Under the default Sendmail MTA installation, the
default MDA is mail.local. mail.local is very limited in
its capabilities. For example, many mail.local
implementations in use today cannot perform a disk usage check
(quota) prior to delivery or filter messages based on From:, To:,
headers etc. This lack of functionality in mail.local led
to Procmail's development and widespread use.
In this section, we cover some of the common methods used to
defeat spam. These techniques show up many times throughout this
book and are the basis of the ongoing fight against spam
Throughout this book, we use inbound and
outbound to describe the direction of messages that your users
receive and send, respectively. Inbound refers to messages (and spam)

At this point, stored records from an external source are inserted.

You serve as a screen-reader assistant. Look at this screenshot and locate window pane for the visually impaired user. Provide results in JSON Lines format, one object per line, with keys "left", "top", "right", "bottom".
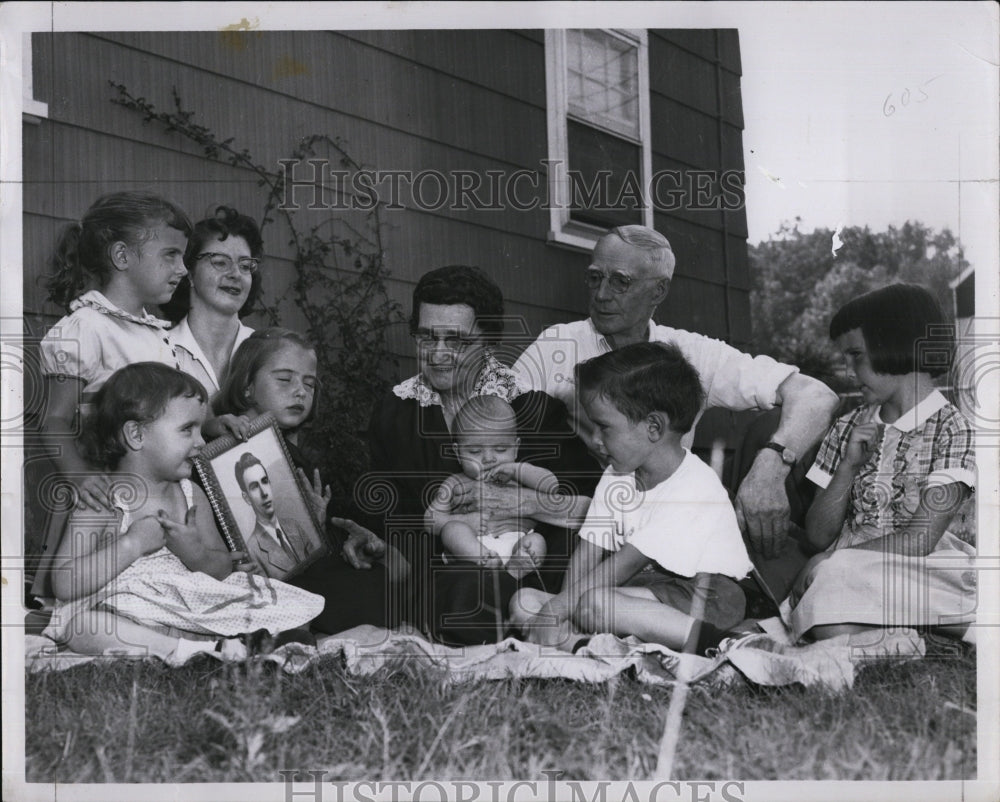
{"left": 567, "top": 29, "right": 639, "bottom": 140}
{"left": 567, "top": 119, "right": 644, "bottom": 228}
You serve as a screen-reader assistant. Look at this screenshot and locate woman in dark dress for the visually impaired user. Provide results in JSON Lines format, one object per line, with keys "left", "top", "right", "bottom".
{"left": 357, "top": 265, "right": 598, "bottom": 645}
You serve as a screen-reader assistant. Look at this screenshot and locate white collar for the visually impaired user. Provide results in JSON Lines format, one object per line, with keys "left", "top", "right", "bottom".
{"left": 70, "top": 290, "right": 170, "bottom": 329}
{"left": 587, "top": 317, "right": 654, "bottom": 353}
{"left": 879, "top": 390, "right": 949, "bottom": 432}
{"left": 169, "top": 316, "right": 200, "bottom": 351}
{"left": 169, "top": 315, "right": 254, "bottom": 389}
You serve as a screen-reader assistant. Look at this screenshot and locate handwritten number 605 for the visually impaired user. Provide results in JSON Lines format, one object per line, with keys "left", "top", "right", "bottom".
{"left": 883, "top": 80, "right": 935, "bottom": 117}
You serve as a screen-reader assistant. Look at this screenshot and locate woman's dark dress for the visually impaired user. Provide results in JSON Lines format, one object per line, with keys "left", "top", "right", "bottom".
{"left": 361, "top": 388, "right": 600, "bottom": 645}
{"left": 283, "top": 438, "right": 398, "bottom": 635}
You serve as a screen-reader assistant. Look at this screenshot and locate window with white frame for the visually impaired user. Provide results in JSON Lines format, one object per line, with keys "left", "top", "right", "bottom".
{"left": 545, "top": 29, "right": 651, "bottom": 250}
{"left": 23, "top": 33, "right": 49, "bottom": 123}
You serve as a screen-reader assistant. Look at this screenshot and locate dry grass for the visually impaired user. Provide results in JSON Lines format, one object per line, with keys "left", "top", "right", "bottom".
{"left": 25, "top": 640, "right": 975, "bottom": 783}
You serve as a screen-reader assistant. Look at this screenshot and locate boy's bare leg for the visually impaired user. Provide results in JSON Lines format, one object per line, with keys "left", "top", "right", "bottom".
{"left": 574, "top": 586, "right": 699, "bottom": 651}
{"left": 509, "top": 587, "right": 553, "bottom": 630}
{"left": 509, "top": 588, "right": 590, "bottom": 650}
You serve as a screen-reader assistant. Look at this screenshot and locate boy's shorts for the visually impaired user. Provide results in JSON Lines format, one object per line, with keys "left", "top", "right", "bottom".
{"left": 624, "top": 567, "right": 746, "bottom": 630}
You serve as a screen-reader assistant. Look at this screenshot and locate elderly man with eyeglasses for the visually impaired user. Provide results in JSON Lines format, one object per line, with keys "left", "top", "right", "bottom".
{"left": 513, "top": 225, "right": 839, "bottom": 573}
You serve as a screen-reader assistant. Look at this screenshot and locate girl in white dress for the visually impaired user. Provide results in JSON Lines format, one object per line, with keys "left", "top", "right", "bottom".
{"left": 31, "top": 192, "right": 194, "bottom": 602}
{"left": 44, "top": 363, "right": 324, "bottom": 663}
{"left": 39, "top": 191, "right": 194, "bottom": 513}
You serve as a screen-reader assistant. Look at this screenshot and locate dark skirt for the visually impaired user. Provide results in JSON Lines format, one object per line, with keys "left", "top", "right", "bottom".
{"left": 289, "top": 551, "right": 396, "bottom": 635}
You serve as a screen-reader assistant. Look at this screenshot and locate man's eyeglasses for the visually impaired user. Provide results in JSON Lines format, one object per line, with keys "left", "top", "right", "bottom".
{"left": 197, "top": 252, "right": 260, "bottom": 275}
{"left": 412, "top": 330, "right": 481, "bottom": 352}
{"left": 584, "top": 268, "right": 652, "bottom": 295}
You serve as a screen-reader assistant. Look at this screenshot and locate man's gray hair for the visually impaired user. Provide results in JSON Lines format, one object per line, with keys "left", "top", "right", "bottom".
{"left": 608, "top": 225, "right": 676, "bottom": 280}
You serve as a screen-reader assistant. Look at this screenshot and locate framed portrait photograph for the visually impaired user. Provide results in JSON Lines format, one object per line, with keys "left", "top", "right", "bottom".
{"left": 193, "top": 412, "right": 330, "bottom": 581}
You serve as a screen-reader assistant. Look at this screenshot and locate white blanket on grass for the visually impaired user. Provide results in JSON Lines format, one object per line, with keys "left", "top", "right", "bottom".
{"left": 22, "top": 619, "right": 928, "bottom": 691}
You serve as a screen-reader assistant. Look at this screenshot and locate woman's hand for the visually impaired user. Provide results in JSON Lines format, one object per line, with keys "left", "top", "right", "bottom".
{"left": 73, "top": 472, "right": 115, "bottom": 511}
{"left": 204, "top": 414, "right": 252, "bottom": 442}
{"left": 448, "top": 481, "right": 535, "bottom": 532}
{"left": 298, "top": 467, "right": 332, "bottom": 521}
{"left": 331, "top": 516, "right": 387, "bottom": 570}
{"left": 845, "top": 407, "right": 884, "bottom": 469}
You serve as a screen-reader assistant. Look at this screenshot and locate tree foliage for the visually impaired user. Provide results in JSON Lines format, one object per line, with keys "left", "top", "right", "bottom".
{"left": 749, "top": 220, "right": 968, "bottom": 383}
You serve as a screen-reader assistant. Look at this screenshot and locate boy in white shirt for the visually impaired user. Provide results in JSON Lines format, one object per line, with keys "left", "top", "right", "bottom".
{"left": 512, "top": 342, "right": 753, "bottom": 652}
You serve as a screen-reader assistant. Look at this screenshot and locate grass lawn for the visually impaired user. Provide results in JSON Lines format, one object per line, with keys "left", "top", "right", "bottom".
{"left": 24, "top": 639, "right": 975, "bottom": 783}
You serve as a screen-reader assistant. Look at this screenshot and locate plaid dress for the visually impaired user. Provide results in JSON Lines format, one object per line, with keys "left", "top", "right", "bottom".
{"left": 789, "top": 391, "right": 977, "bottom": 638}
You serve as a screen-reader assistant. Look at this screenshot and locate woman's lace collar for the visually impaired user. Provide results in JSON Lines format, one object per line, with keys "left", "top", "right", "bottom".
{"left": 393, "top": 351, "right": 530, "bottom": 408}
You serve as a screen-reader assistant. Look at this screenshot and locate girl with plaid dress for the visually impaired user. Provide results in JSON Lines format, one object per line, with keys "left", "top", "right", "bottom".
{"left": 789, "top": 284, "right": 976, "bottom": 642}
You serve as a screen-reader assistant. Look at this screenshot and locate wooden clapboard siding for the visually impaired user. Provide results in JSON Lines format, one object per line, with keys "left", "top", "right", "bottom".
{"left": 647, "top": 29, "right": 751, "bottom": 356}
{"left": 24, "top": 27, "right": 751, "bottom": 449}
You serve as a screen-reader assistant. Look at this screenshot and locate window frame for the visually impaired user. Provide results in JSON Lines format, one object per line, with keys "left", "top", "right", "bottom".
{"left": 544, "top": 28, "right": 652, "bottom": 252}
{"left": 22, "top": 33, "right": 49, "bottom": 124}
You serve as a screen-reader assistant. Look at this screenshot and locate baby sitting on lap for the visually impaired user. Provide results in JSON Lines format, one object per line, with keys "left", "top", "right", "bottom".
{"left": 427, "top": 396, "right": 554, "bottom": 579}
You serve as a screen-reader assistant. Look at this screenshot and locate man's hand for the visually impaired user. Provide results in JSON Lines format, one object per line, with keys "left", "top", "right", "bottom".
{"left": 735, "top": 454, "right": 792, "bottom": 559}
{"left": 331, "top": 516, "right": 387, "bottom": 570}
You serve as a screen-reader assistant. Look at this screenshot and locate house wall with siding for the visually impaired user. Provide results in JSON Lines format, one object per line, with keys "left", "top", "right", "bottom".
{"left": 24, "top": 29, "right": 753, "bottom": 455}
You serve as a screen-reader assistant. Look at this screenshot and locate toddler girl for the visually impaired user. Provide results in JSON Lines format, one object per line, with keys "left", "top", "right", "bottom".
{"left": 791, "top": 283, "right": 976, "bottom": 643}
{"left": 215, "top": 328, "right": 408, "bottom": 633}
{"left": 45, "top": 363, "right": 323, "bottom": 662}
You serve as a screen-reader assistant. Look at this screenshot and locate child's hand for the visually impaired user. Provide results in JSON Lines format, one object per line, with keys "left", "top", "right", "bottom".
{"left": 125, "top": 514, "right": 167, "bottom": 557}
{"left": 845, "top": 407, "right": 885, "bottom": 469}
{"left": 207, "top": 414, "right": 252, "bottom": 442}
{"left": 156, "top": 506, "right": 200, "bottom": 552}
{"left": 331, "top": 516, "right": 387, "bottom": 569}
{"left": 298, "top": 467, "right": 332, "bottom": 521}
{"left": 483, "top": 464, "right": 517, "bottom": 485}
{"left": 73, "top": 472, "right": 115, "bottom": 511}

that end up in mailboxes on machines that you, as an administrator,
manage. For example, these messages end up in IMAP or POP3 servers
and are downloaded to an email client such as Mozilla or Microsoft
Outlook. Outbound refers to
messages that your users send from email clients, such as Microsoft
Outlook Express or Lotus Notes, to remote users hosted on other
mail systems. These messages (which hopefully are not spam!) pass
through your mail systems on their way to their ultimate
destination in some system not (necessarily) administrated by
you.
This book focuses on inbound spam, or messages
received by your users. Although Chapter 5, "SMTP AUTH and STARTTLS," is
dedicated to stopping outbound spam, preventing your users from
sending spam is usually a much easier problem to solve than
managing the spam your users receive (inbound spam). The much more
difficult problem to solve is inbound spam. Of course, you do not
want to run email systems that are considered
"open relays," which allow anyone on the Internet to send spam
through them, so you must take steps to secure all mail servers
appropriately against open relay access.